Revive the spirit of Mosul
Unesco launched its Revive the Spirit of Mosul initiative in early 2018. It aims to restore the city’s landmark buildings and heritage sites, while also strengthening the education system through repairing schools.
With a focus on reforming curriculums and supporting local cultural initiatives, the project aims to revive the city’s intellectual life.
Baghdad summit aims for co-operation
The one-day summit in Baghdad was attended by Sheikh Mohammed bin Rashid, UAE Vice President and Ruler of Dubai, Egyptian President Abdel Fattah El Sisi, Jordan’s King Abdullah, Sheikh Tamim, the Emir of Qatar, as well as top officials from Kuwait, Saudi Arabia, Iran and Turkey.
Ambassadors of the permanent members of the UN Security Council, the EU, members of the G20 group, the Gulf Co-operation Council and the Arab League were also present as observers.
The summit yielded no breakthroughs with regards to ongoing conflicts in the region or pending multi-billion-dollar deals between Iraq and a number of regional countries – including a Jordan-Iraq oil pipeline and an ongoing project to connect electricity grids between Iraq and Kuwait.

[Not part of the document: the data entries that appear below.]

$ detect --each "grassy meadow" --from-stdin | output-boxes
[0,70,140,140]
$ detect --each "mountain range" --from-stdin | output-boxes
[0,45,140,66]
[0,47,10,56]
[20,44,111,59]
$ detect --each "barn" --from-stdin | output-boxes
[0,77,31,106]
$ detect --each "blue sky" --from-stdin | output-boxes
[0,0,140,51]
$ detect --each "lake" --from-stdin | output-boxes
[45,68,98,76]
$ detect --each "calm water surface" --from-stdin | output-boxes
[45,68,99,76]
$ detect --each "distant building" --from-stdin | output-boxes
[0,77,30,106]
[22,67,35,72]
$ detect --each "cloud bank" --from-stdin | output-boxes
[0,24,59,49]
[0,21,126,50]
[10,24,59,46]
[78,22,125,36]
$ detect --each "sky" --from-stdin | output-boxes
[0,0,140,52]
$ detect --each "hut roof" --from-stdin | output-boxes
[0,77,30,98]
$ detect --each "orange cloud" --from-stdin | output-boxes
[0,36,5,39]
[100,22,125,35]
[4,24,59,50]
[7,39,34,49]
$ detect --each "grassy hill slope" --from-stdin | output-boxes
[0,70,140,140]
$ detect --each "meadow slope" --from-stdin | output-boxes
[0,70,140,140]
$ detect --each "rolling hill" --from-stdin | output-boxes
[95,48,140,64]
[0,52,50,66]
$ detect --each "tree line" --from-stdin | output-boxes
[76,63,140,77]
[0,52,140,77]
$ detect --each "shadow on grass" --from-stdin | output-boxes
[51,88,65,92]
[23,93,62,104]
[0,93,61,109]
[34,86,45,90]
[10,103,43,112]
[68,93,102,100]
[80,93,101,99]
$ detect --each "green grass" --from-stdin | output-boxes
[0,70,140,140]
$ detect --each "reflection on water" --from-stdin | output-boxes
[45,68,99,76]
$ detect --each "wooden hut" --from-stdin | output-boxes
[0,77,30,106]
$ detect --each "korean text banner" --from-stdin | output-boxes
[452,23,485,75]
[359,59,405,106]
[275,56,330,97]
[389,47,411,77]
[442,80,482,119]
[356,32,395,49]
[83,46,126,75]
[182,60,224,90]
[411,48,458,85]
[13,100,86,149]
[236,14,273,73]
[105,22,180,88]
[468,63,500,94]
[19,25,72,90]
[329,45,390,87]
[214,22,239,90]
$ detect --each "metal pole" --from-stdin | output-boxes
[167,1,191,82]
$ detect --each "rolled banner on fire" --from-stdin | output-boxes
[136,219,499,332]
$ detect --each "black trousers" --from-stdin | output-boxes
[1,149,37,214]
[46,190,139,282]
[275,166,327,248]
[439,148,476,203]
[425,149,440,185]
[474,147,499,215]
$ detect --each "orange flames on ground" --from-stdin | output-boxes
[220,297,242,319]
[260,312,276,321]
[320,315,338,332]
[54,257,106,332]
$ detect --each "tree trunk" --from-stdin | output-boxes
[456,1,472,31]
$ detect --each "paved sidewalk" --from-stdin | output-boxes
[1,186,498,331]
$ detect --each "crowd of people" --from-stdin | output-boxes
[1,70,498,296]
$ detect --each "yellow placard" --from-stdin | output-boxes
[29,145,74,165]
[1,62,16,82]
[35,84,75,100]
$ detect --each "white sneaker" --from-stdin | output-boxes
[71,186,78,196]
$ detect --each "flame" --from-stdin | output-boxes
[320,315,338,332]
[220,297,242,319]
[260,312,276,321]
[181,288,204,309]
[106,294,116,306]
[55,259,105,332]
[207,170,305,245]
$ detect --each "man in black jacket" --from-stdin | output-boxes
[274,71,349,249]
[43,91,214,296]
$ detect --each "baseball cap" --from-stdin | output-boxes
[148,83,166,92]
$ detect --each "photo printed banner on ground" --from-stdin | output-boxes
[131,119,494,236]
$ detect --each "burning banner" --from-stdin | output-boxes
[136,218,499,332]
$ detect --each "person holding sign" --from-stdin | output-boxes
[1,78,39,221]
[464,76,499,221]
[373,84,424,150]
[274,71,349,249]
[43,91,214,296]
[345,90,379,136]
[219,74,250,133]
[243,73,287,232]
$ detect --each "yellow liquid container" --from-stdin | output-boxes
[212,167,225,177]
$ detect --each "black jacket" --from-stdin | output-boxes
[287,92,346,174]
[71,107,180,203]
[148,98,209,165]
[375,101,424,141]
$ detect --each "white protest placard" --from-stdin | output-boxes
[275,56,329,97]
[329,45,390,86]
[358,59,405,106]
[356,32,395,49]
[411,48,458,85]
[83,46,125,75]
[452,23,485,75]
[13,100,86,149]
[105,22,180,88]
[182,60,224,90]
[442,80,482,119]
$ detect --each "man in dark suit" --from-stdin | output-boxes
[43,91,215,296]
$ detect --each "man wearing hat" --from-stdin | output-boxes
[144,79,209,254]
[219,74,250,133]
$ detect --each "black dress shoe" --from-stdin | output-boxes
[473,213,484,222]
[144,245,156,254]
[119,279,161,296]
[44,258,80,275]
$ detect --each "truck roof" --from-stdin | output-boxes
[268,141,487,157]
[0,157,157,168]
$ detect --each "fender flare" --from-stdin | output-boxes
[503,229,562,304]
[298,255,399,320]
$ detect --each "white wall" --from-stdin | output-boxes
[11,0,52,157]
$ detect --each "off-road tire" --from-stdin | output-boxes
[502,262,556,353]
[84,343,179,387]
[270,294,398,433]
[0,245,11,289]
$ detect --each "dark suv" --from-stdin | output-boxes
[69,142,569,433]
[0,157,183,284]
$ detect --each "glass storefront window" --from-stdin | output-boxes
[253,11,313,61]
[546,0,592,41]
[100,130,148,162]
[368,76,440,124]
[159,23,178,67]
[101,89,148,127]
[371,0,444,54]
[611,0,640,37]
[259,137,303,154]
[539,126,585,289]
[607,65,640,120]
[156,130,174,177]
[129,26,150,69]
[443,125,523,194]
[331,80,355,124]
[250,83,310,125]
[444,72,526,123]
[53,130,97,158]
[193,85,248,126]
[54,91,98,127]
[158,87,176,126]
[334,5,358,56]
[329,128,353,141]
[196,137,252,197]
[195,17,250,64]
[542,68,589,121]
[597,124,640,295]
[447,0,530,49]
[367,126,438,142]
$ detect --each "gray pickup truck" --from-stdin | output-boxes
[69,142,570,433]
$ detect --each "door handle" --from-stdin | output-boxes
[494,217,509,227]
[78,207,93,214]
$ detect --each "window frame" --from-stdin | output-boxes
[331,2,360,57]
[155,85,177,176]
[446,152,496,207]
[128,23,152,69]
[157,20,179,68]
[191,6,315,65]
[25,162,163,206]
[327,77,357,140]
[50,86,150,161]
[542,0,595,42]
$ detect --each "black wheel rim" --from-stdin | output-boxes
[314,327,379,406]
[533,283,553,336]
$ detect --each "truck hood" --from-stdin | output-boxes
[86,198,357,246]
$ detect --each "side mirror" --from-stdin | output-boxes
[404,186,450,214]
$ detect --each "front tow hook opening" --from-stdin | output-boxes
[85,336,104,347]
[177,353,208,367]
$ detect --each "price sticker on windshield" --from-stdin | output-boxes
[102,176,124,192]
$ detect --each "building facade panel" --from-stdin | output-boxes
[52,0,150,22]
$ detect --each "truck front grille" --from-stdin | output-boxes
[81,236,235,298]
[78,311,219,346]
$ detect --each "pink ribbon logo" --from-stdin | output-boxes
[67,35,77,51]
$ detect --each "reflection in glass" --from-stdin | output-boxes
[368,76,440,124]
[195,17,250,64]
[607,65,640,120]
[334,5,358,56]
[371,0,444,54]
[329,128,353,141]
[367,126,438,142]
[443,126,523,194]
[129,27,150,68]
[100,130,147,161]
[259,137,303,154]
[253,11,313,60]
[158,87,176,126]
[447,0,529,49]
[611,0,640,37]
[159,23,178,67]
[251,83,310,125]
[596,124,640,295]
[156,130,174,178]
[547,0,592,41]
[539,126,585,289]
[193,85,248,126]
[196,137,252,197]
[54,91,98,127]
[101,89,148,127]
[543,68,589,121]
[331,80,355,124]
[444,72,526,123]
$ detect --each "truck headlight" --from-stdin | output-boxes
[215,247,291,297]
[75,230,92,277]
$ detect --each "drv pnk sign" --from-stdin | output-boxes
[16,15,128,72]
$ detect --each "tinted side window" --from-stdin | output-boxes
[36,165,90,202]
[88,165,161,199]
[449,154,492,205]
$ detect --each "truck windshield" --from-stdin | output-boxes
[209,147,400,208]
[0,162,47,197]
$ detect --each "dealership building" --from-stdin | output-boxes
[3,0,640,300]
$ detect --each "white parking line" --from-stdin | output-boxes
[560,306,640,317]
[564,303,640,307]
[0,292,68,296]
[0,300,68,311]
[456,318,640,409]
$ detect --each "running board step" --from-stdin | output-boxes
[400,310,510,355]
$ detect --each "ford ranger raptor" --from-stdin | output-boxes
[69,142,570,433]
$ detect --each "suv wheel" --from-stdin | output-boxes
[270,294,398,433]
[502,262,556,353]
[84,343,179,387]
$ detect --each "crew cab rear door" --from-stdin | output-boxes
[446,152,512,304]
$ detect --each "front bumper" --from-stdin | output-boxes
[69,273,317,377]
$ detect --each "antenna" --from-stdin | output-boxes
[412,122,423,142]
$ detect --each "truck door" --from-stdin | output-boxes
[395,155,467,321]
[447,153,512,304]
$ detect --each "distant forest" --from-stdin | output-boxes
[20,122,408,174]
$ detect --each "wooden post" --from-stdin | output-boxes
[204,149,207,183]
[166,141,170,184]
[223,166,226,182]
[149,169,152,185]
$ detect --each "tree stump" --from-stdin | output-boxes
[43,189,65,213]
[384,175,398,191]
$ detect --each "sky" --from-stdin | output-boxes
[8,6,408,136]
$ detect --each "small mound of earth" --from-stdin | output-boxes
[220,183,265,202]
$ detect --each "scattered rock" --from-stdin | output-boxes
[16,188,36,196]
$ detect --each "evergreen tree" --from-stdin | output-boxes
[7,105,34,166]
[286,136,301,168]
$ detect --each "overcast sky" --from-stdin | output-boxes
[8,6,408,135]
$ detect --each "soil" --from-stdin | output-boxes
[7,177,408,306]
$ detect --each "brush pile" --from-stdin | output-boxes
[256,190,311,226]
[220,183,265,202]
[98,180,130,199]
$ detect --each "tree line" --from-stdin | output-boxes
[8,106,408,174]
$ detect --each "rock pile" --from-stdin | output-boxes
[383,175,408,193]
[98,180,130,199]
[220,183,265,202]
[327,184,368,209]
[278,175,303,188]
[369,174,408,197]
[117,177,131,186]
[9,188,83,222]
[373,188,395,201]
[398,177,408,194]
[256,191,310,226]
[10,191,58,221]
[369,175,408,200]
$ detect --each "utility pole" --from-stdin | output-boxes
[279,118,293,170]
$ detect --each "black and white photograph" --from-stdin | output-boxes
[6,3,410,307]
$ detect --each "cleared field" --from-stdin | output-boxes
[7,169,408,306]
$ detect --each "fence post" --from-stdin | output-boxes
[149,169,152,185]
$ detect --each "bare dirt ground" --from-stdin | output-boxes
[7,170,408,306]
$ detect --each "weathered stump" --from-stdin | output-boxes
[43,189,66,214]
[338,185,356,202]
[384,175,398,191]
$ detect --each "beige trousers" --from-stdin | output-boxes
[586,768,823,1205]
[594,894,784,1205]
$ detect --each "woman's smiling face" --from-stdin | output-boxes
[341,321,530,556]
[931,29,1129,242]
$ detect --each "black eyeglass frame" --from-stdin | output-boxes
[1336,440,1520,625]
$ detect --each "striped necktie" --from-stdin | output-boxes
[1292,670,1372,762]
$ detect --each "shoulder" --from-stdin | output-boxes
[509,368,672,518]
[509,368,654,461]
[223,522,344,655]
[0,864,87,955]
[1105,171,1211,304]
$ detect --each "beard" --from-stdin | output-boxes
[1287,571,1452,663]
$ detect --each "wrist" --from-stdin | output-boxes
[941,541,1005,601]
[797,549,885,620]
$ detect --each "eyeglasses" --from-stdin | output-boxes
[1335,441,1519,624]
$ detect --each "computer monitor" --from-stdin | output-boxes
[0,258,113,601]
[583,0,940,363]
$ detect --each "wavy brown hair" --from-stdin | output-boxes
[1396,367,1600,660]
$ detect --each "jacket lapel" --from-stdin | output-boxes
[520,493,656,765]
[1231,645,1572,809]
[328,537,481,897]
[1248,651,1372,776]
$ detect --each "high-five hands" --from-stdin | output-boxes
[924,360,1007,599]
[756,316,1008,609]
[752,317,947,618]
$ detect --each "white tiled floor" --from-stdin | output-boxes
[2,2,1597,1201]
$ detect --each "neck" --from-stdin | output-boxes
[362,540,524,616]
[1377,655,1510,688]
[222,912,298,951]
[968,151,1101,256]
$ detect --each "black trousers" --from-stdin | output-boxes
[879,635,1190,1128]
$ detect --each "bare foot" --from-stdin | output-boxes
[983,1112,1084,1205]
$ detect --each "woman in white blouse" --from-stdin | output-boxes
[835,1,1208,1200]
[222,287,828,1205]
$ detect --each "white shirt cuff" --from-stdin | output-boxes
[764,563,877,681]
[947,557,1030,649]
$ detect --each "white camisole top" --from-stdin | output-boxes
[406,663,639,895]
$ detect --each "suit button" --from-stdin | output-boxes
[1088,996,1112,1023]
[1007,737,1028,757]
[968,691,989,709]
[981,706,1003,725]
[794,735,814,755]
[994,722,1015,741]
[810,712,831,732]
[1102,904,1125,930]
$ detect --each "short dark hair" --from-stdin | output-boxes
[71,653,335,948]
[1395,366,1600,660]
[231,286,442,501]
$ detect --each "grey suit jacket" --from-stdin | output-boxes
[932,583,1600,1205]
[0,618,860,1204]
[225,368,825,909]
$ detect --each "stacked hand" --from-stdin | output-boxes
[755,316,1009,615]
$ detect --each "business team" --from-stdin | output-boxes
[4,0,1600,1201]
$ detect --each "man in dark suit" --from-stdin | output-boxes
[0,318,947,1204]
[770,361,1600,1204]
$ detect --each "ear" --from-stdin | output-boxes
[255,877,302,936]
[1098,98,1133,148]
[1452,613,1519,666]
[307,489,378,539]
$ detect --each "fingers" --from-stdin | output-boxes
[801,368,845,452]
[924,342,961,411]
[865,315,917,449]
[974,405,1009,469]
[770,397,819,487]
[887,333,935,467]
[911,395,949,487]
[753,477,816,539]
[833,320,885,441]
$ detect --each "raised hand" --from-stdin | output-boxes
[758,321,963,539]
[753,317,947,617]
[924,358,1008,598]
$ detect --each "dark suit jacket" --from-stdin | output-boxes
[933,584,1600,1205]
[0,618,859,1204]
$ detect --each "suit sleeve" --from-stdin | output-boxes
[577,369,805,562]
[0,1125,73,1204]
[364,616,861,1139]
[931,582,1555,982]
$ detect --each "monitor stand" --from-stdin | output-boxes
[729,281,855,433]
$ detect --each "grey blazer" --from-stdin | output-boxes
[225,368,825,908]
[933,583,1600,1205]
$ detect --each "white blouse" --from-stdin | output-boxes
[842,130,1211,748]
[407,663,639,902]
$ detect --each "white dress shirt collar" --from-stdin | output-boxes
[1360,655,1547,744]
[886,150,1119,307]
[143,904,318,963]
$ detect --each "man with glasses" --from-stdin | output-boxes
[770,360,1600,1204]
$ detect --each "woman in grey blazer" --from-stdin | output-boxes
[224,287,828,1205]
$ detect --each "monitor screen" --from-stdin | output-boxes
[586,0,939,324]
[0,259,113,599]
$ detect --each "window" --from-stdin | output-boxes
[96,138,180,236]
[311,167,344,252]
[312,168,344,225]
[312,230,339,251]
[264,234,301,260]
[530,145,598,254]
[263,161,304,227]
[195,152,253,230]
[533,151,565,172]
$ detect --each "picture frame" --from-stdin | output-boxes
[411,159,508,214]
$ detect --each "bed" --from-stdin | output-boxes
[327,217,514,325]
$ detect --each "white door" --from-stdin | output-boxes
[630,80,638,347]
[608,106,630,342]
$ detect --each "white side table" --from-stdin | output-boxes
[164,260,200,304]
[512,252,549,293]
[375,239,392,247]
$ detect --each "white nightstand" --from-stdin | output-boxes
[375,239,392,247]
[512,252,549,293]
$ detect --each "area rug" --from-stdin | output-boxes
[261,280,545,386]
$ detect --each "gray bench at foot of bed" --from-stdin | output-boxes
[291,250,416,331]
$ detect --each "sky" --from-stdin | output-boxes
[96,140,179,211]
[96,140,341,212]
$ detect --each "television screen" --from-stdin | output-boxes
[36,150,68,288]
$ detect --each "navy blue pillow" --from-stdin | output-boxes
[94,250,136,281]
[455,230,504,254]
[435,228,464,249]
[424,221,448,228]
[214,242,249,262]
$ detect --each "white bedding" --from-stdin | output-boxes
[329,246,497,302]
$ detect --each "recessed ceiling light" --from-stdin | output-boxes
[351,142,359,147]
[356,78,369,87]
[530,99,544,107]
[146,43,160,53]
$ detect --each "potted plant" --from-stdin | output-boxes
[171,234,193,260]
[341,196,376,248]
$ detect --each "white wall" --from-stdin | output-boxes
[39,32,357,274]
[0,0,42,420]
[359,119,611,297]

There were, however, notable side meetings between Iran and several countries, though not Saudi Arabia.
Baghdad has been hosting meetings between rivals Iran and Saudi Arabia in recent months but no major progress has yet been achieved.
The summit's final communique did not go into detail on topics discussed, suggesting significant differences among attendees on how to deal with regional crises.
Participants “acknowledged that the region faces common challenges”, and that the countries need “to deal with them on the basis of joint co-operation and mutual interests in accordance with the principles of good neighbourliness, non-interference in the internal affairs of countries, and respect of national sovereignty”, the communique read.
Iraqi officials hailed the summit as a success in their country’s efforts to reclaim a leading role in the region and to win support for post-war reconstruction efforts.